Верил ли он во всё это? Не важно. Важна была только сумма в двести пиастров, которая могла переменить мир. Нужно было всего двести пиастров, а это не более тысячи рублей ассигнациями. Но денег не было, и ждать их из России не приходилось.
Он почувствовал себя тем игроком в шахматы, который имеет прекрасные планы на всю партию, но нехватка одной пешки рушит всё. И как всегда, судьба была причудливее, чем можно ожидать. На базаре Витковский увидел знакомую спину. Это был француз Моруа. Он оказался рядом с Витковским как подсказка Бога. Они вместе, как разлучённые и вдруг нашедшие друг друга братья, ступили в прохладу кофейни. Над ними висели богато украшенные сабли и пистолеты с серебряными насечками, а по полу, будто солдаты в шеренге, стояли хрустальные кальяны.
Поляк разговорил француза и рассказал ему о своём денежном затруднении.
Они сидели за мраморным столом. Курились кальяны, плыл между ними дым, похожий на дым морских сражений.

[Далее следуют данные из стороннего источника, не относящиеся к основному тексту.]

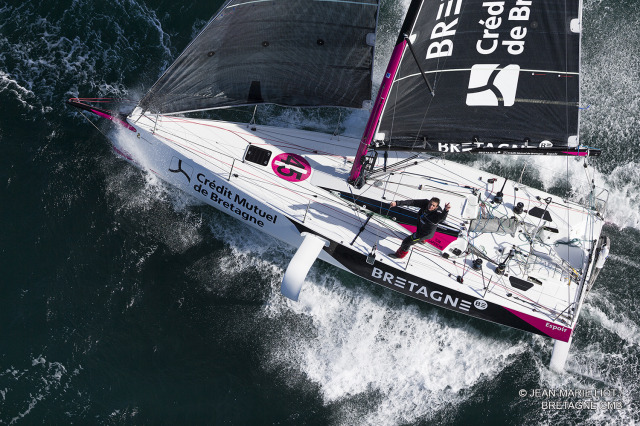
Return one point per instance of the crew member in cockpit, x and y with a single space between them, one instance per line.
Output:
429 216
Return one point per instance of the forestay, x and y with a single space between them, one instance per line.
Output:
288 52
504 73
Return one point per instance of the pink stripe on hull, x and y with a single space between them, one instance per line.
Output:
579 154
555 331
439 241
376 112
114 119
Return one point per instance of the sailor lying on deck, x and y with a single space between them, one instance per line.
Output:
429 216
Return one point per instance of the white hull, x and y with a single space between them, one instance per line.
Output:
287 197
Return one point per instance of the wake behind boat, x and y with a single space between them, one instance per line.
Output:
465 76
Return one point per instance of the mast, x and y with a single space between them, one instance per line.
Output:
356 178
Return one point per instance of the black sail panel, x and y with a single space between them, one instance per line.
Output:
504 73
289 52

– Что мне тут нравится, – сказал француз, – так это лень и солнце. Я думаю, что всё дело в их туфлях: они специально выдуманы, чтобы человек, который их носит, не торопился. У нас праздность – порок: не потрудишься – замёрзнешь. Тут замёрзнуть сложно.
Это был зачин, оба собеседника понимали, что будут говорить о другом.

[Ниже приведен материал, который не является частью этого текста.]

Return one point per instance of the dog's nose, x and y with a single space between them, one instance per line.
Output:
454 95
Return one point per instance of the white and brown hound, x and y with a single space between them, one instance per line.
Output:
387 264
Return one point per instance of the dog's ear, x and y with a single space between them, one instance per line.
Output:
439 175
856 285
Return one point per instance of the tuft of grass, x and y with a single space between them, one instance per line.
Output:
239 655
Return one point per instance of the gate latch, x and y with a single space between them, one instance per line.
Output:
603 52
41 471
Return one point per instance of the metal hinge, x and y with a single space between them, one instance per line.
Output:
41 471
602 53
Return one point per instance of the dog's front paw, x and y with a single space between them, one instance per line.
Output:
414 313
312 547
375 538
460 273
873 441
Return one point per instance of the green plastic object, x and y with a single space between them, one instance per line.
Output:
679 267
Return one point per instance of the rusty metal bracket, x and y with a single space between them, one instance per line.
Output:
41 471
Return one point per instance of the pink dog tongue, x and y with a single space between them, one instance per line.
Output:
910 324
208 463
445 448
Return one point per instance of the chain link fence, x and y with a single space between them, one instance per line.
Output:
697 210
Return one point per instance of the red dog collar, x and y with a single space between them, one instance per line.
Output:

На одной чаше весов лежала горстка монет, на другой – древние камни. Было видно, что Моруа согласился в первую секунду, но тянул время, чтобы сделка была более значимой, а Витковский не чувствовал унижения. Глядя на своего знакомца, Витковский отчётливо понял, что нет никакой разницы для учёного мира, куда уедет аккуратно снятый потолок древней часовни. Наука не имеет границ и не подчиняется царям и королям, так что он даже дал несколько полезных советов для погрузки.
Девушка была выкуплена и держала Витковского за руку, будто боялась потеряться.

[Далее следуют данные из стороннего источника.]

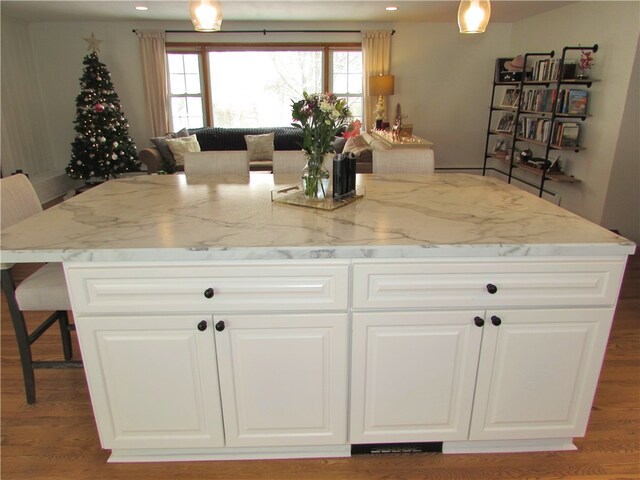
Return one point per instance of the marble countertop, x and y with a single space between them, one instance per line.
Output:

Можно было, конечно, сделаться цыганом и кочевать с табором по Анатолии, но Витковский был всё же не настолько безумен, чтобы долго обдумывать эту мысль.
Он взял цыганку с собой на корабль, который отправлялся к границам империи.
Они лежали в крохотной каюте. Их окружала чёрная шерстяная ночь, и тела были покрыты потом, составляя одно целое. Цыганка оказалась искусна в любви, и Витковский с трудом отгонял от себя мысли о том, как и с кем она этому научилась.
Всё было забыто: гробницы фараонов, древние рукописи, какой-то храм с чудесным потолком, который когда-то привёл Витковского в восторг. Забыты были Вильно и Ковно, Польша и Россия, будущая карьера, переезд в Петербург, деньги, которые нужно было возвращать, и деньги, которые нужно было получить.
Ещё были забыты боги и приличия, потому что в темноте можно было всё.
Но через несколько дней Витковский заметил, что вкус пота, который он слизывал с чужой кожи, изменился. Его возлюбленную била крупная дрожь, и скоро она впала в забытьё, хоть похожее на любовь, но куда более печальное.
– Холера, господин, – услышал он, прежде чем сам впал в забытьё.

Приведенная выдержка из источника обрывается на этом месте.